I am thinking about renaming this series to the ‘The Bonsai Mysteries’. How frustrating it is to think that you are beginning to know how something works, only to find that it has suddenly malfunctioned (i.e. leaves dropping off) without good reason!
My mini tree started its journey with me in my newly decorated home office, then the leaves started to go yellow and drop off. I thought it might be the central heating so, when the weather was mild, I found it was happier in the conservatory… until, as the weather got warmer, the leaves started to turn yellow and drop off. So, I moved it into the garden. All good until today, the warmest day of the year so far, when I found that the leaves were dropping off without even having the decency to warn me by turning yellow first!
The constant care and attention required by ‘tiny timber’ is quite stressful. Especially as I don’t want to rename any of this series to ‘How I killed my Bonsai’! Finding a business analogy for that doesn’t bear thinking about.

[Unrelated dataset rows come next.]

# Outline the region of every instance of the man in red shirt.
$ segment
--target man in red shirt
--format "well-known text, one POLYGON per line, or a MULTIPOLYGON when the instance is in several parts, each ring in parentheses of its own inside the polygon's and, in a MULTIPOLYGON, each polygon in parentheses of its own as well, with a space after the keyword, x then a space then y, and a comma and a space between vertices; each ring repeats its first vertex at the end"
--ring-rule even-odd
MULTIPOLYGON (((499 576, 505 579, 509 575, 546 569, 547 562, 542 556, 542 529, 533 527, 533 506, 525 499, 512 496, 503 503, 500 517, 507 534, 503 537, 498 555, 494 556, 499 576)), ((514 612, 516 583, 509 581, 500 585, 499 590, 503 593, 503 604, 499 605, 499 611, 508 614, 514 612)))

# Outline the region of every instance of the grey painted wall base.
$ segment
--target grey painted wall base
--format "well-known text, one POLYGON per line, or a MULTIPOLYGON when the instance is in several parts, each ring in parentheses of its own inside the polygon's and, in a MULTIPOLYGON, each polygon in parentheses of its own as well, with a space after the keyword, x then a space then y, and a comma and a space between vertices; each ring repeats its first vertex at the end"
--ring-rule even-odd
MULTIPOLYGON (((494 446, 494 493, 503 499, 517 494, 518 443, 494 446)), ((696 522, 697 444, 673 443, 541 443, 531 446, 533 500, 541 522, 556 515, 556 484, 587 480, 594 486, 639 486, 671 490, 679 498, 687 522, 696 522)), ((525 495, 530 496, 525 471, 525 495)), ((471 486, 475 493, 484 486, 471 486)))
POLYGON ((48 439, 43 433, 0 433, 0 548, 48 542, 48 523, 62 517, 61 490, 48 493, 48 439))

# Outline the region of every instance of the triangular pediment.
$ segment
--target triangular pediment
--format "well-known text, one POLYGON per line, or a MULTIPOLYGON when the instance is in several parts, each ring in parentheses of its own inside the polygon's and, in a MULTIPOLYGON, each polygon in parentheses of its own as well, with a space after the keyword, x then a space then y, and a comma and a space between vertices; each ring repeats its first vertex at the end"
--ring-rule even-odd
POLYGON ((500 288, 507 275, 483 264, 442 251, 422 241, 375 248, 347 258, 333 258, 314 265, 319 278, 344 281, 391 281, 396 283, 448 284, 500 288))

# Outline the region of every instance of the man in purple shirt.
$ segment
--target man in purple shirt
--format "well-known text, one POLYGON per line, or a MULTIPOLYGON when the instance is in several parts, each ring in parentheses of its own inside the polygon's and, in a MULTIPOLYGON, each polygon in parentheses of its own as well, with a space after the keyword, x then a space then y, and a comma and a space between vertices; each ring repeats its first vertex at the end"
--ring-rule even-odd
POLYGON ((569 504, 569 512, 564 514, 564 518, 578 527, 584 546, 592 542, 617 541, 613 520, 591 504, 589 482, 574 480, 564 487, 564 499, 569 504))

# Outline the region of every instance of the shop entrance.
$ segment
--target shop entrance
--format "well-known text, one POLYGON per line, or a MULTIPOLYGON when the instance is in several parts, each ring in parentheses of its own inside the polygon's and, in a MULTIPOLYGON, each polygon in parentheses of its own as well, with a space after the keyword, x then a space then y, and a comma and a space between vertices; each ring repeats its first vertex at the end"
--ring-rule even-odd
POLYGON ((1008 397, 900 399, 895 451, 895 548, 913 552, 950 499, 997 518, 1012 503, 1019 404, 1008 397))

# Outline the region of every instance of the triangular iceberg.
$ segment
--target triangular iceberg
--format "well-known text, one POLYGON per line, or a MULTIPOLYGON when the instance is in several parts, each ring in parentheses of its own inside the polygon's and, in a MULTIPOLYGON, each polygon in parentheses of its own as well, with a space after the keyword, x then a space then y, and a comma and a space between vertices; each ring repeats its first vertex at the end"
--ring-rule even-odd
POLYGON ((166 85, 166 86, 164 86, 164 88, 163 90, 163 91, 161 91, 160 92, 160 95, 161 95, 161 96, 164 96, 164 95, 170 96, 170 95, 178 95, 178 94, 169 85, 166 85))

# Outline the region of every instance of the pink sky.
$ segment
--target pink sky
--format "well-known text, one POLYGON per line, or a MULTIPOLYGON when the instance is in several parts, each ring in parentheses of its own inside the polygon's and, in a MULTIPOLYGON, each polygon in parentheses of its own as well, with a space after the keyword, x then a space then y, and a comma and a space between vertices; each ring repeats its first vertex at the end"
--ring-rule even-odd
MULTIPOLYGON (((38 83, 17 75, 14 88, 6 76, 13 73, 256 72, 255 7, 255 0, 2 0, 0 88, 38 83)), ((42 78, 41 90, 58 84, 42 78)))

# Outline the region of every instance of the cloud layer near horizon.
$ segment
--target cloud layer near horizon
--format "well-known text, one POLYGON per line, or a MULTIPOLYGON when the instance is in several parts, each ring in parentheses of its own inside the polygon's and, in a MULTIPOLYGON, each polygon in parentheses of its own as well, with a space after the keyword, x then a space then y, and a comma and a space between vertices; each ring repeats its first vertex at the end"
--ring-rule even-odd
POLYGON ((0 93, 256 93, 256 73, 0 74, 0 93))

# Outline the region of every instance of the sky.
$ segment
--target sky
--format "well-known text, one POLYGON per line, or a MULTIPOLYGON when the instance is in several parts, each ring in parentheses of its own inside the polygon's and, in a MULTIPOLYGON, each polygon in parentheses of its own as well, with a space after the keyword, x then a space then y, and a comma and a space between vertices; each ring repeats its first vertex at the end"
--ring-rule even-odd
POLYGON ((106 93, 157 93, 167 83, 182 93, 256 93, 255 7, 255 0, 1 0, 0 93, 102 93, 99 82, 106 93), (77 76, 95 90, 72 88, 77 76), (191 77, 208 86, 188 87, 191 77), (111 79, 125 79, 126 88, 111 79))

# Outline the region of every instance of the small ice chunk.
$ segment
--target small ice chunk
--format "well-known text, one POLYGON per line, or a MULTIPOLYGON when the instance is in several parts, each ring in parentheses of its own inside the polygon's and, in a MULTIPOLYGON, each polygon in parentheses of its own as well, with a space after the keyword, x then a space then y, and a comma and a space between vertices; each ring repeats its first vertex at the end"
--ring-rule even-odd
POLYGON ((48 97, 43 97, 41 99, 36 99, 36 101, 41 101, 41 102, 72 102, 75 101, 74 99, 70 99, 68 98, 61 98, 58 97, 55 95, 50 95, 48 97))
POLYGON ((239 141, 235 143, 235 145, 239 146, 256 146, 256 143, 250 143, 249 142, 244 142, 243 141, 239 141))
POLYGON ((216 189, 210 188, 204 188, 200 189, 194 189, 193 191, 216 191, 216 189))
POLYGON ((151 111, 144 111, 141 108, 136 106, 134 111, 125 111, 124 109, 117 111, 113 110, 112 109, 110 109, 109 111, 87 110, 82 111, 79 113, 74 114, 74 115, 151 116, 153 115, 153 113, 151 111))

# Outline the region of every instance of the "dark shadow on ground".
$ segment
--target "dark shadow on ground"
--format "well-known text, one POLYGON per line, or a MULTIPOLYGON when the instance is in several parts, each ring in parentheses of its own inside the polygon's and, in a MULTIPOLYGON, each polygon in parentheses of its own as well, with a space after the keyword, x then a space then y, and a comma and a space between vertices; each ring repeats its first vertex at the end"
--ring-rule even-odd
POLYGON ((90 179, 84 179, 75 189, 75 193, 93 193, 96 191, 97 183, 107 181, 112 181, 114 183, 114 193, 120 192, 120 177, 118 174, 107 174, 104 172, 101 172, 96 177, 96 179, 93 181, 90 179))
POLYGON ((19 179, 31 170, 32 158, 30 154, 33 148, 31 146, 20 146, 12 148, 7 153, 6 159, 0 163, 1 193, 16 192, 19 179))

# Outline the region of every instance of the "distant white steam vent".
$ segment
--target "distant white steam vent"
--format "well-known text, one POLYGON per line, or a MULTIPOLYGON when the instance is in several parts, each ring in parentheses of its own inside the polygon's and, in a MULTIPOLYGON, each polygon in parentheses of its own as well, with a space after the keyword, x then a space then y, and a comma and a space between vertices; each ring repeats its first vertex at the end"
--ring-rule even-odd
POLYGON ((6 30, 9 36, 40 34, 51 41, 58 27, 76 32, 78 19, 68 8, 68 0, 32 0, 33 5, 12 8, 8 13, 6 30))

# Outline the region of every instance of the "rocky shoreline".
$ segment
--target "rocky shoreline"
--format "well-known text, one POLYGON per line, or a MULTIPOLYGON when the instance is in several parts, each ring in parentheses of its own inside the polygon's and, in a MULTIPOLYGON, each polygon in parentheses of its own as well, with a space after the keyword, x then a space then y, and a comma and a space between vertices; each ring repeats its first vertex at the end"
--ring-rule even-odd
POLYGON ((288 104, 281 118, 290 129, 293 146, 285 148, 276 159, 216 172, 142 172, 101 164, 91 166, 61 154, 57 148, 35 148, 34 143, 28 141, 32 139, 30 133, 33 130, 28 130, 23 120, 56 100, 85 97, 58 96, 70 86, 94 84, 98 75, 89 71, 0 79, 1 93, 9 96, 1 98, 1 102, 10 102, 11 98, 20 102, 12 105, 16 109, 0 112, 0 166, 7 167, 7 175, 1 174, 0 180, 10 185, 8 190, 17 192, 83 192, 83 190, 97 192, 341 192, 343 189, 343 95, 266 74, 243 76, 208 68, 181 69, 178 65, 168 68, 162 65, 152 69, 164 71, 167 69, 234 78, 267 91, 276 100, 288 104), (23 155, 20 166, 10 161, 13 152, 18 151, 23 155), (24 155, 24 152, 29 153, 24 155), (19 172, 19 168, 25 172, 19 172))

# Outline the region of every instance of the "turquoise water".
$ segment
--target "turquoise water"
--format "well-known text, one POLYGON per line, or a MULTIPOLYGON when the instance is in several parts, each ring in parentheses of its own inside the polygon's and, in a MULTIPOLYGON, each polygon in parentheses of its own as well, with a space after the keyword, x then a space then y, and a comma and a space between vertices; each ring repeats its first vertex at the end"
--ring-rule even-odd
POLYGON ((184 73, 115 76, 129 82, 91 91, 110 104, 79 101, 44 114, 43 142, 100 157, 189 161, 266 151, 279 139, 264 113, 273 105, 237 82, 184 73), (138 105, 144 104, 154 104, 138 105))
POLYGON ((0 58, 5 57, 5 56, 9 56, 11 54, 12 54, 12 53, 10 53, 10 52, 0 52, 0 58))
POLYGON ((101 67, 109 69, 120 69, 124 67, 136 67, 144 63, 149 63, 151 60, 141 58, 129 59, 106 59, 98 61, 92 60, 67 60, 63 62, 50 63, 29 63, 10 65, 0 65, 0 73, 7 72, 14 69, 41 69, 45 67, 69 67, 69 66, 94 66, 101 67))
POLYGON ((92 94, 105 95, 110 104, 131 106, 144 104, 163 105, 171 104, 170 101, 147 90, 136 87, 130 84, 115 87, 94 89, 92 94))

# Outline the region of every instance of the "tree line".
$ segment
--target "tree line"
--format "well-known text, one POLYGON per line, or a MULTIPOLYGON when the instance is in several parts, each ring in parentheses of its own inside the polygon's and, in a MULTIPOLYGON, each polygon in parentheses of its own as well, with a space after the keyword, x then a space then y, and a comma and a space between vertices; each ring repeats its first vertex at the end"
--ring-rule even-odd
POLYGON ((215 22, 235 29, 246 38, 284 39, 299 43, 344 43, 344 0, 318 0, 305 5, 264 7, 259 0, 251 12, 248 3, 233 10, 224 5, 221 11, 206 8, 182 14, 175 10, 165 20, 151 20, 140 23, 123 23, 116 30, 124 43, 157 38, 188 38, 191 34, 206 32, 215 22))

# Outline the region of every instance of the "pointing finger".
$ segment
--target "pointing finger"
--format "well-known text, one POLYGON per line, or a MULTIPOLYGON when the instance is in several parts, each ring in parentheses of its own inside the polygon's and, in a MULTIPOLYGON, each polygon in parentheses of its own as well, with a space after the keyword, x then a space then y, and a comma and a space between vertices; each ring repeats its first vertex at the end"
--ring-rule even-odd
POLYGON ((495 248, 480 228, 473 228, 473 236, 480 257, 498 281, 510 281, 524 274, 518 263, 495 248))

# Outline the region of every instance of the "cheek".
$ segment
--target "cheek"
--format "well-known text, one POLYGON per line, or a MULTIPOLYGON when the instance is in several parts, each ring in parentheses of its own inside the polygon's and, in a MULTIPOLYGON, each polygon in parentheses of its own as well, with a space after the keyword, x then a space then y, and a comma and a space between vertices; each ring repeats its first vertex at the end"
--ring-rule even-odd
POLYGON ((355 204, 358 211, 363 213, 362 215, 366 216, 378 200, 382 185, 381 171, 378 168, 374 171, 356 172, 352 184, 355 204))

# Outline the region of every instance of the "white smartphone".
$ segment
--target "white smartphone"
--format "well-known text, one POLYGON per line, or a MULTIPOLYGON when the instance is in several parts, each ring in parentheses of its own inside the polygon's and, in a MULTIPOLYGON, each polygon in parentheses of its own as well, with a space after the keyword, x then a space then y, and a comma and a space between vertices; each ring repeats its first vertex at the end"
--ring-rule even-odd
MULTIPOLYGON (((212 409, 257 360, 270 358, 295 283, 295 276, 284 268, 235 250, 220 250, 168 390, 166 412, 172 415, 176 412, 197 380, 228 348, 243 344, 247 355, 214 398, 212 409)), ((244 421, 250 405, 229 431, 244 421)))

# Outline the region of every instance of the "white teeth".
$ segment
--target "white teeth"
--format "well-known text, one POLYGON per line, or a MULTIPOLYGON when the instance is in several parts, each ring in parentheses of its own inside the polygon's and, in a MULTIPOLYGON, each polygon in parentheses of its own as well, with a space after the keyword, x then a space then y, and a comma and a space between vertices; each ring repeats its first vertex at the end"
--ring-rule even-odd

So, the analogy that sprung to mind whilst contemplating my latest Bonsai issue, was around resilience – resilience both in terms of architecture and personal resilience of your IT team.
Architectural Resilience
Just as I have tried many different environmental changes for my Bonsai, so will you have changed your IT infrastructure to ensure its resilience. How do you know that you have got it right? There is a balance between being realistic about the disasters your infrastructure may face and the budget that you may have available for protecting it.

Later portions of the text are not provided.